Alternative police-CFDT annonce, mardi 10 septembre 2019, avoir présenté son "livre blanc" aux services du Premier ministre.Dans le document, l’organisation syndicale formule des propositions pour lutter contre les suicides et "répondre à la problématique des conditions de travail". Le texte contient en outre des mesures liées au recrutement et à la formation des agents, à la réforme des retraites ou encore à l’organisation du temps de travail. Le syndicat livre ses pistes de réflexion pour la police nationale en vue de la future "loi de programmation".
Voici les principales propositions du syndicat de gardiens de la paix Alternative police-CFDT
Organisation. Alternative police revendique la création "d'une seule et unique direction de l’investigation ainsi que du renseignement" au sein de la police nationale, dans un objectif de "lisibilité, de transversalité et de nomenclature". "Nous sollicitons un rattachement de la DRPJ Paris à la DCPJ ainsi que le rattachement de certains services de la DRPP auprès de la DGSI."
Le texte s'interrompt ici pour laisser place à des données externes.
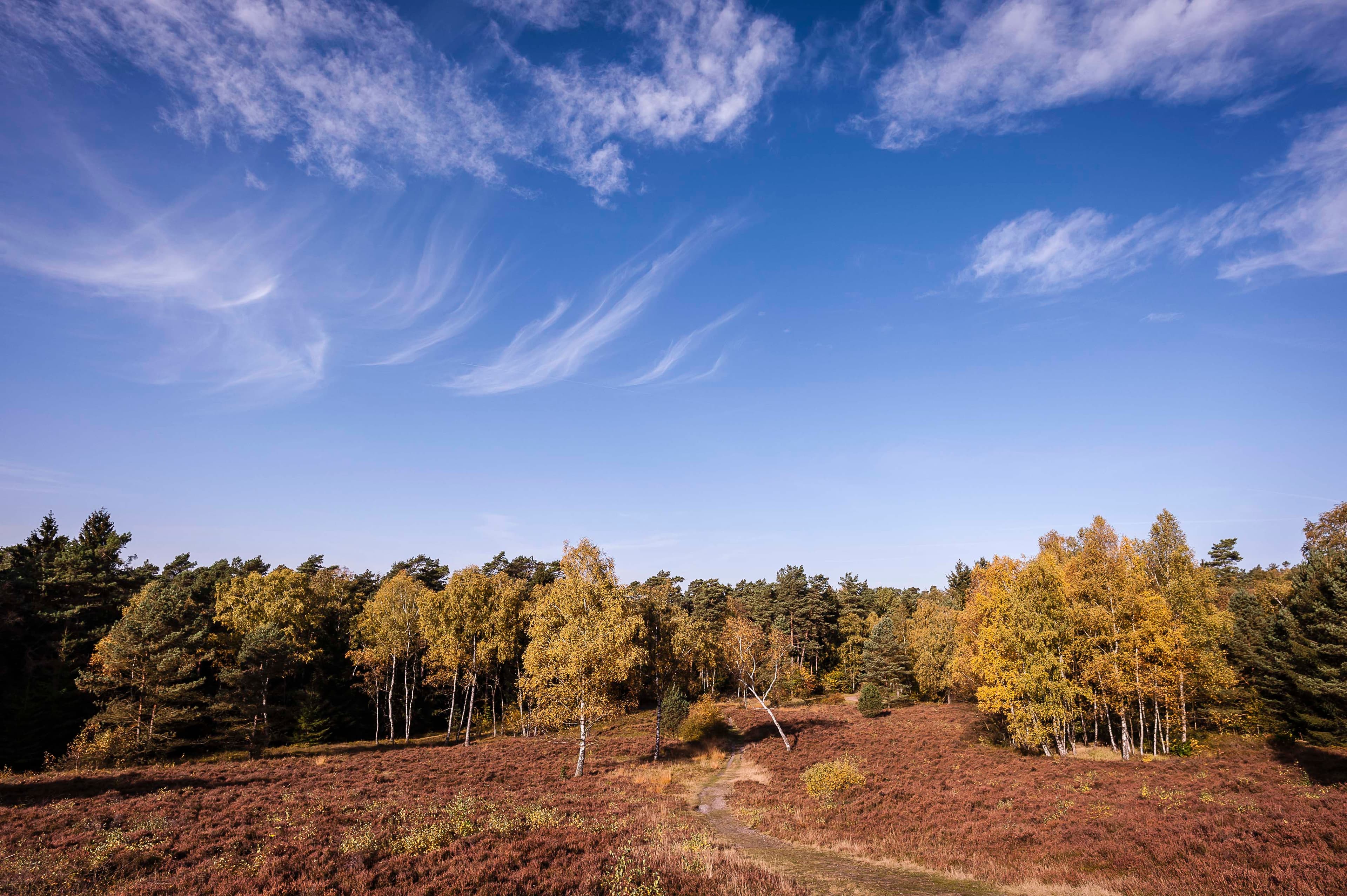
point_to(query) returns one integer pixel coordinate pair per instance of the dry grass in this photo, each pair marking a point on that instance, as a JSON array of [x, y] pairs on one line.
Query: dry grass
[[494, 818], [1238, 818]]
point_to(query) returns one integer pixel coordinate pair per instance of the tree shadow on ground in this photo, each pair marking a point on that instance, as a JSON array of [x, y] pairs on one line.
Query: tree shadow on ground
[[127, 785], [1323, 766], [795, 728]]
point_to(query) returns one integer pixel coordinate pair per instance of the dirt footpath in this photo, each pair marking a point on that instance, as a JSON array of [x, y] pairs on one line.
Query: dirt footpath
[[819, 870]]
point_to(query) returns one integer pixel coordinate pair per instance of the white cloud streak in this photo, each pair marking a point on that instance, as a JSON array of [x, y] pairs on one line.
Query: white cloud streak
[[362, 97], [682, 347], [471, 306], [701, 70], [1306, 207], [989, 67], [537, 355], [348, 83], [217, 285], [547, 15], [1302, 209]]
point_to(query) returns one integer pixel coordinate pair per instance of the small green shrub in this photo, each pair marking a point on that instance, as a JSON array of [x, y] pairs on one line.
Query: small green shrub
[[834, 682], [829, 782], [674, 709], [872, 701], [704, 720]]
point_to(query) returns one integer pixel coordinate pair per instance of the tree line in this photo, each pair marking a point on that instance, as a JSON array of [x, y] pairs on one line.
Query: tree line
[[1097, 639]]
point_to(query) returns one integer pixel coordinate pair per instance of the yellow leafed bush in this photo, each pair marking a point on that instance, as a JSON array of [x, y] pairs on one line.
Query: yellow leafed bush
[[704, 720], [827, 782]]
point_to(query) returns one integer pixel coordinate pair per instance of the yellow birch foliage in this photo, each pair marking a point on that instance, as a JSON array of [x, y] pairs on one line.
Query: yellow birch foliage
[[582, 643], [283, 599], [1020, 655]]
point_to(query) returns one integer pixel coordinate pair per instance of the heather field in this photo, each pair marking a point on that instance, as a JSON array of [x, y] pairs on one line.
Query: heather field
[[1237, 818], [495, 817]]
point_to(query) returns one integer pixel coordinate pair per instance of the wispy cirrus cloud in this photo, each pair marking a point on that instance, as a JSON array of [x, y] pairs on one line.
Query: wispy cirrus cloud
[[547, 15], [363, 97], [541, 353], [349, 84], [216, 283], [1298, 220], [681, 348], [1040, 252], [698, 73], [991, 67]]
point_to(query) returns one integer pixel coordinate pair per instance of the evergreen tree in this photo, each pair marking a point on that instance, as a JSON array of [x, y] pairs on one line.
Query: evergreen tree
[[426, 571], [1224, 560], [59, 597], [888, 662], [253, 686], [147, 673], [706, 601], [1302, 663]]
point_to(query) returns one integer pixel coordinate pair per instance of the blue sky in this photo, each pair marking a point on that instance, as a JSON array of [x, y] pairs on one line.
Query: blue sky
[[720, 285]]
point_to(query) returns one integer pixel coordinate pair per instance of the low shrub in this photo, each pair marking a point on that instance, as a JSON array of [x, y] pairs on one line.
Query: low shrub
[[829, 782], [872, 701], [674, 709], [704, 720]]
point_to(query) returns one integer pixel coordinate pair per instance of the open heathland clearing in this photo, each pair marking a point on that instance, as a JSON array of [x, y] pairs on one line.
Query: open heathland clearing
[[1240, 817], [495, 817], [499, 817]]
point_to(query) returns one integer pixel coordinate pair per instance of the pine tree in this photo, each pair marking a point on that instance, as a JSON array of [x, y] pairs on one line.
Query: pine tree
[[147, 672], [887, 657], [1302, 665], [1224, 560]]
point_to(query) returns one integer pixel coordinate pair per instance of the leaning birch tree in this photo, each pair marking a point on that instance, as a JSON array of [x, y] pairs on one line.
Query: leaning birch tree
[[756, 659]]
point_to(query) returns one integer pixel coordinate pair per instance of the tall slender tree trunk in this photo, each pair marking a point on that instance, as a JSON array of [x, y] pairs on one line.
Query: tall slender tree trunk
[[772, 716], [659, 720], [266, 724], [468, 712], [519, 694], [393, 686], [580, 759], [407, 701], [453, 701], [1183, 708]]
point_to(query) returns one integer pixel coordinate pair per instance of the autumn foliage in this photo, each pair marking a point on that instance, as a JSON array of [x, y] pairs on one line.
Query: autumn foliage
[[489, 818], [1238, 817]]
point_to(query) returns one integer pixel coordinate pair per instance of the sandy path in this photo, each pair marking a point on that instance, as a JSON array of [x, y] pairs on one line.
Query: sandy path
[[819, 870]]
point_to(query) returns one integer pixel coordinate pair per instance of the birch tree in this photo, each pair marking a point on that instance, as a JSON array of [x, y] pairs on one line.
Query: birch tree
[[756, 659], [271, 620], [388, 631], [582, 645]]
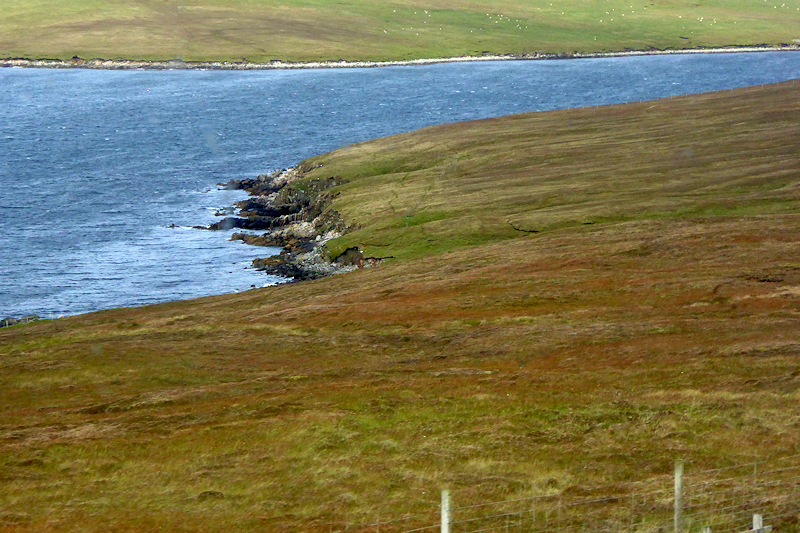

Retraite des policiers. Concernant la retraite des policiers, le syndicat demande un "parallélisme" avec le système appliqué aux gendarmes. Ces derniers "ont la possibilité de quitter leur institution avec une pension mensuelle dès lors qu’ils comptabilisent 17 ans de service", rappelle-t-il, contrairement aux policiers qui traitent pourtant "près de 80 % du volume de délinquance sur le territoire national".
L’organisation conseille en outre de déplafonner la bonification dite du "1/5e", jugeant nécessaire de "faire évoluer les droits à la retraite des fonctionnaires de police notamment par une augmentation du nombre de bonifications à hauteur de sept annuités compte tenu de l’allongement de la durée de cotisation". Pour rappel, les syndicats de police avaient dénoncé, en juillet 2019, les préconisations de Jean-Paul Delevoye concernant les retraites des policiers.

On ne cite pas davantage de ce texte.